After the stunning success of Carmina Burana in 1937 Orff took scissors to his past and insisted that henceforth it should be known as his Op.1. He made only one exception, allowing his own settings of Monteverdi to be performed – the Lamento dell’Arianna and Ballo dell’Ingrate. Orff augmented his orchestra with two basset-horns and three double strung lutes and it’s in this manner that Orff pays some noble homage to the stile espressivo of Monteverdi. The Lament of Ariadne (Lamento dell’Arianna) is a surviving operatic fragment and written for Mantua. It was followed a week later by the Ballo dell’Ingrate, though this was destined for a wedding feast. In this way Orff constructs the laments and Ballo in an arc from despair to light.

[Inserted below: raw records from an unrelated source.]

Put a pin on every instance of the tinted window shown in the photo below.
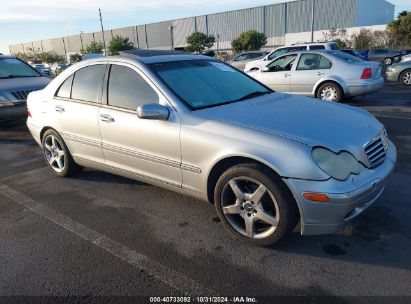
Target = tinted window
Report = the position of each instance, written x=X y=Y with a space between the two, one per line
x=313 y=62
x=284 y=63
x=207 y=83
x=317 y=47
x=128 y=90
x=65 y=89
x=88 y=83
x=278 y=53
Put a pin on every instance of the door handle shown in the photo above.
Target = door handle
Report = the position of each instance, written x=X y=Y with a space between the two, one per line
x=59 y=109
x=106 y=118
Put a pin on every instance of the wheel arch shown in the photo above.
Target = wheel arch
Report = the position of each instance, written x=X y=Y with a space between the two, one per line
x=338 y=82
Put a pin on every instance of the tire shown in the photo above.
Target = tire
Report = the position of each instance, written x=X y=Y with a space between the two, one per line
x=405 y=77
x=270 y=211
x=57 y=155
x=330 y=91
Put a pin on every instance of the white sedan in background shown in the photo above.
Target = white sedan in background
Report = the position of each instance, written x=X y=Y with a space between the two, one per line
x=328 y=75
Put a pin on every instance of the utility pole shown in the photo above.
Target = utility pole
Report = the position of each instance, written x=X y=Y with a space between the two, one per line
x=102 y=32
x=312 y=21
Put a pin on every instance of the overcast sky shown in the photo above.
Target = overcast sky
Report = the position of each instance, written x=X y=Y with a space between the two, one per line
x=30 y=20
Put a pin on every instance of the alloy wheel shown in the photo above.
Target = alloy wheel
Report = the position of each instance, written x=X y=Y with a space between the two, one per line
x=250 y=207
x=329 y=93
x=54 y=153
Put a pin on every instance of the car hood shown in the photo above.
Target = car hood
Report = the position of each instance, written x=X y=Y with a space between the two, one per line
x=23 y=84
x=307 y=120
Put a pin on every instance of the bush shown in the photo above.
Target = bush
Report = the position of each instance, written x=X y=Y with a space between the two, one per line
x=249 y=41
x=119 y=43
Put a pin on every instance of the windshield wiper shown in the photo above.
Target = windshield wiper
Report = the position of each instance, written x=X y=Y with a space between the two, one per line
x=252 y=95
x=16 y=76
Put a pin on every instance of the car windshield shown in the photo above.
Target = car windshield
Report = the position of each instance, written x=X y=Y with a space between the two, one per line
x=346 y=57
x=207 y=83
x=15 y=68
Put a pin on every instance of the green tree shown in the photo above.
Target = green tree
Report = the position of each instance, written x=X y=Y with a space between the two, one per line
x=198 y=42
x=400 y=29
x=75 y=58
x=119 y=43
x=249 y=41
x=93 y=47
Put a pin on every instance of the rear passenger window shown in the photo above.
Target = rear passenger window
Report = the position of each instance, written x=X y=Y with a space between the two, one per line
x=313 y=62
x=65 y=89
x=88 y=83
x=128 y=90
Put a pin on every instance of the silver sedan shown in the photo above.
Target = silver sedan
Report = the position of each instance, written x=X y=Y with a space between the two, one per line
x=197 y=126
x=328 y=75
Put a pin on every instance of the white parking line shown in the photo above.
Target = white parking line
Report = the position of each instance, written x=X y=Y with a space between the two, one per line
x=171 y=277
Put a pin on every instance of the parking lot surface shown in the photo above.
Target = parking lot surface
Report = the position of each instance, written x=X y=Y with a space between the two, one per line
x=99 y=234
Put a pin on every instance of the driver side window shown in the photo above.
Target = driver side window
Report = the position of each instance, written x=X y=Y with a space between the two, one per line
x=284 y=63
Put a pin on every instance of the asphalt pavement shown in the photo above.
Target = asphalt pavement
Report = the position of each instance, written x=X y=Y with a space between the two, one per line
x=97 y=234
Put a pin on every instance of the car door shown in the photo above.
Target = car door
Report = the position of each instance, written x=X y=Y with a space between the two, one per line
x=311 y=68
x=277 y=75
x=147 y=148
x=75 y=108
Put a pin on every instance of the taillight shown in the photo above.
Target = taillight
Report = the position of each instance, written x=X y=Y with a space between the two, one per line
x=366 y=74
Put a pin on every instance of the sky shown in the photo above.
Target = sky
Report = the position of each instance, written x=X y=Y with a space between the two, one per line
x=31 y=20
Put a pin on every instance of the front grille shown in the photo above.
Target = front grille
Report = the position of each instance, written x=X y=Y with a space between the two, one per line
x=21 y=95
x=376 y=151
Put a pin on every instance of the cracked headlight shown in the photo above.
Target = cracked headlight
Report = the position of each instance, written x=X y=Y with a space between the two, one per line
x=339 y=166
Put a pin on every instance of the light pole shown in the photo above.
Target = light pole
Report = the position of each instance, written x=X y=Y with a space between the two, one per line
x=102 y=32
x=312 y=21
x=218 y=42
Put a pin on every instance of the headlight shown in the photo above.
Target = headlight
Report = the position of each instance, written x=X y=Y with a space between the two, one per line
x=339 y=166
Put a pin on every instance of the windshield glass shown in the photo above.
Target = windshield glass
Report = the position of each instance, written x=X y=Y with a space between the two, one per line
x=15 y=68
x=207 y=83
x=346 y=57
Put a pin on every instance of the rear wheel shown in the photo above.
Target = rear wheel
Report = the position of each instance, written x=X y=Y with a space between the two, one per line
x=57 y=155
x=253 y=205
x=405 y=77
x=330 y=91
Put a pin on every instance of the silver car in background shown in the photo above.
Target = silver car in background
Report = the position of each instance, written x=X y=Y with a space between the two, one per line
x=241 y=60
x=17 y=80
x=328 y=75
x=195 y=125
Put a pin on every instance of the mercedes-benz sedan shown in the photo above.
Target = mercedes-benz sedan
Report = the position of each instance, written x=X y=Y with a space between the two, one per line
x=195 y=125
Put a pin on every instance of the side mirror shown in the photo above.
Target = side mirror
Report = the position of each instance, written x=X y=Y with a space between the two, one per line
x=153 y=111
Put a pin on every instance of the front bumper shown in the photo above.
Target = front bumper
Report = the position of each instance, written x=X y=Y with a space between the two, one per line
x=392 y=75
x=348 y=199
x=363 y=87
x=13 y=112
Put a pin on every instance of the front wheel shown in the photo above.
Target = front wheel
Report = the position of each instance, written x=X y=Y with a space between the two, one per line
x=253 y=205
x=330 y=91
x=57 y=155
x=405 y=77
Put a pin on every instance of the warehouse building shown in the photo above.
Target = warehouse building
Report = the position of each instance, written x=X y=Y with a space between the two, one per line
x=283 y=24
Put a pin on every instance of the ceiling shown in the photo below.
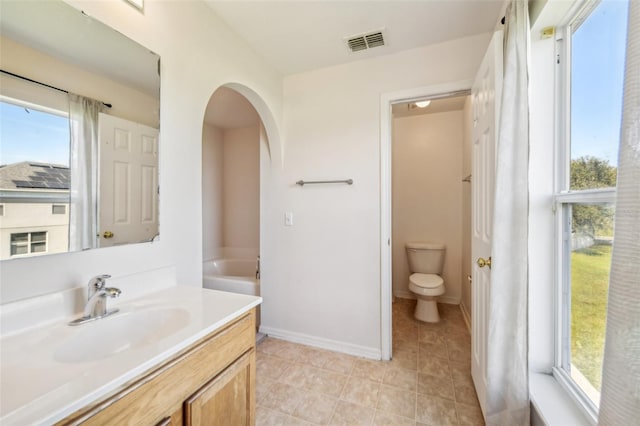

These 1974 recordings were conducted by Kurt Eichorn and supervised by Orff in what we can suppose are pretty much definitive performances as to his intentions with regard to the orchestral colour, the vocal stresses and the emotive temperature. The German text of Klage der Ariadne is by Orff himself and the companion work has a free realisation by his colleague at the Munich school of dancing in the 1920s, Dorothée Günther. The apportioning of the roles is well nigh perfect but even amongst the stellar quartet it’s perhaps nowadays the least well remembered, Rose Wagemann, who makes the most moving impression – and not simply because she bears the emotive burden of the Lament of Ariadne on her own. Centred and dramatic hers is a voice that commands immediate admiration. Her voice suits Orff’s frankly romanticised declamation with remarkable precision and she makes a cumulatively moving impression – allied to which the voice is beautiful. The most intense point is Träume, selige Träume where Orff’s bass accents and stark romanticism conjure up the shade of Monteverdi without either pastiche or reinvention.

The auburn hued instrumental string passage in Hört, werte Damen, part of the Tanz der Spröden, breaks up the recitative in a peculiarly impressive way. Ridderbusch sings with gravity, depth and dignity though it’s the passage Wie unerträglich anzusehn, that devoutly entwined arioso, where the bass reveals his strengths in melismatic singing. Later on, in the dance, we hear the pizzicati and harp and lute sonorities that are part of Orff’s rich instrumental tapestry – rich but certainly not glutinous. The chorus has its moment late in the work – the engineers recess its sound deliberately to give an impression of spatial separateness. We also hear the clear, immaculate Lucia Popp as Amor and the spinto mezzo of Hanna Schwarz.

The restoration sounds excellent; it has used that much touted 24 bit – 96 kHz system. Notes are in German, English, French and Italian – the texts are in German only. This forms part of the Orff series on Arts; the timing is short and in the context of the composer’s development it may not seem an essential purchase. But it’s finely done, rewarding – and moving.